Japan Centre to extend flagship Soho site after taking former Busaba space: Japan Centre, the Japanese food hall in Soho led by Shoryu Ramen founder Tak Tokumine, is to be extended in time for its 45th anniversary year. The site in Panton Street will be extended by 2,600 square foot later this month as the food hall takes over the Busaba Leicester Square site, extending its ground floor to offer customers more space to “shop for Japanese groceries, store cupboard essentials, plus fresh sushi and best-selling snacks”. The new area will build on the existing food hall, which consists of three different “specialist” rooms (tea, sake and miso), a central courtyard eating area, open kitchens and a Japanese entrance experience. The company said phase two of its expansion is planned for launch towards the end of 2021, combining the shopping experience with a new Japanese casual dining concept. Tokumine said: “It's been a challenging year for the hospitality industry, but the Japan Centre continues to look forward to a brighter future for its customers.” Savills acted on behalf of landlord Motcomb Estates.

Cricket ground could be ‘Leicester’s premium outdoor venue’ after securing premises licence: Leicestershire County Cricket Club could become “Leicester’s premium outdoor venue” after it was granted a new premises licence. Almost 20,000 people would be able to attend large-scale events at the Uptonsteel County Ground after gaining permission to host two major events every year. Leicestershire County Cricket Club chief executive Sean Jarvis said securing the licence was a major step in securing the long-term future of the club. He told The Business Desk: “This new licence gives us greater flexibility when working with artists and promoters to organise large-scale events at the Uptonsteel County Ground. Having already attracted artists such as Sir Elton John previously, we are really looking forward to securing other big-name artists to our events calendar. In the coming days, we will be announcing our first outdoor show for summer 2021 and we expect tickets to sell very quickly. We now have the means to position ourselves as the premium outdoor venue in Leicestershire for live music, plays, films or dance performances.” Elton John played at the venue in 2016 to a packed crowd and, since then, outdoor cinema, West End shows and fireworks events have been hosted at the ground. A double-header concert of Westlife and Little Mix was planned in 2020 but cancelled due to the pandemic.
 
Elior UK pledges new gender diversity objectives: Contract caterer Elior UK has announced new objectives to support its “Celebrating Equality” initiative and speed up its progress around gender diversity. By 2025 the company has committed to ensuring its leadership team is more representative of gender diversity across the workforce.
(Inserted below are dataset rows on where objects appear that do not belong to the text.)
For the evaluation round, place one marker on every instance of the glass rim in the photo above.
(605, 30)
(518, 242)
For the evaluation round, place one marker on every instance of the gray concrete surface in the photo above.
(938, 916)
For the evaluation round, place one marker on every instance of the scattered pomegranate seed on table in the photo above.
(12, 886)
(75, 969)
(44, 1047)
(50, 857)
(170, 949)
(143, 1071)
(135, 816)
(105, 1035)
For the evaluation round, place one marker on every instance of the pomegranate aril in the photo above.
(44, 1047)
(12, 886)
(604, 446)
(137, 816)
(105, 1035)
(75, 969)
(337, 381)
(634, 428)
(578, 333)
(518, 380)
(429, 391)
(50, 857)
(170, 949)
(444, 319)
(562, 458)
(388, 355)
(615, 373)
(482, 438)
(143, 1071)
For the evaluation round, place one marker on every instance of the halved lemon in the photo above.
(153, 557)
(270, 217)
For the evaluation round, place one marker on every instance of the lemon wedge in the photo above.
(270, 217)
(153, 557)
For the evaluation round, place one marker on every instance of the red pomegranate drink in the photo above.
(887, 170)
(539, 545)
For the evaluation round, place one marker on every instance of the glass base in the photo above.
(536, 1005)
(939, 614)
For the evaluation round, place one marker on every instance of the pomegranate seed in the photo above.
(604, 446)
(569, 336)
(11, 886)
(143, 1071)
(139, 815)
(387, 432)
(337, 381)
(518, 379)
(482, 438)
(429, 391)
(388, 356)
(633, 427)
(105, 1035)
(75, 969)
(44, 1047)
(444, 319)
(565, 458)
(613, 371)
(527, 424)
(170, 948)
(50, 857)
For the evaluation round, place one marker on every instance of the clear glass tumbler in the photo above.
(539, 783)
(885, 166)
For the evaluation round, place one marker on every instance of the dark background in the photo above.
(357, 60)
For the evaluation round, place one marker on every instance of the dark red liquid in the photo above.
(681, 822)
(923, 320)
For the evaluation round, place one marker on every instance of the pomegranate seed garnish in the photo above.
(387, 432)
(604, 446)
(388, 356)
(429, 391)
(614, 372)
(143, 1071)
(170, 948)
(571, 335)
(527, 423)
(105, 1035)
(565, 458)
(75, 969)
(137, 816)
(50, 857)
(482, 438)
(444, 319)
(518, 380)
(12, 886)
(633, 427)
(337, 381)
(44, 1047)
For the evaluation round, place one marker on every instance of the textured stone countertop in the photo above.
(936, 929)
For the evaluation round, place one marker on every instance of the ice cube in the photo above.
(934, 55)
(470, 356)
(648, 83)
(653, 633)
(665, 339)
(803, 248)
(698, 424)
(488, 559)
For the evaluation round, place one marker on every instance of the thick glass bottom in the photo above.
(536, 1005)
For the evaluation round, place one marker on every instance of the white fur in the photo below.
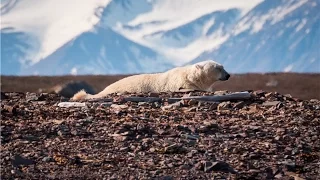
(199, 76)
Elior UK has set three key objectives – increase the number of female chefs at all levels within Elior UK to 49% by 2025 and 53% by 2030; increase the number of females in middle/senior management positions within head office to 50% by 2025 and 55% by 2030; and increase the number of females on the UK leadership team to 50% by 2025 and 62.5% by 2030. The company said it was introducing a number of initiatives “to support the career development of women at every level of the business”. A new coaching and mentorship programme has been created to support employees throughout the organisation with a focus on identifying future female leaders. Justin Jonson, HR director at Elior UK, said: “While we recognise the value of diversity and have always tried to create a truly inclusive culture where people are valued for their contribution, we recognise we have more work to do. This is why we are making a commitment to speed up progress with regards to gender diversity and have created a comprehensive plan to make this happen.”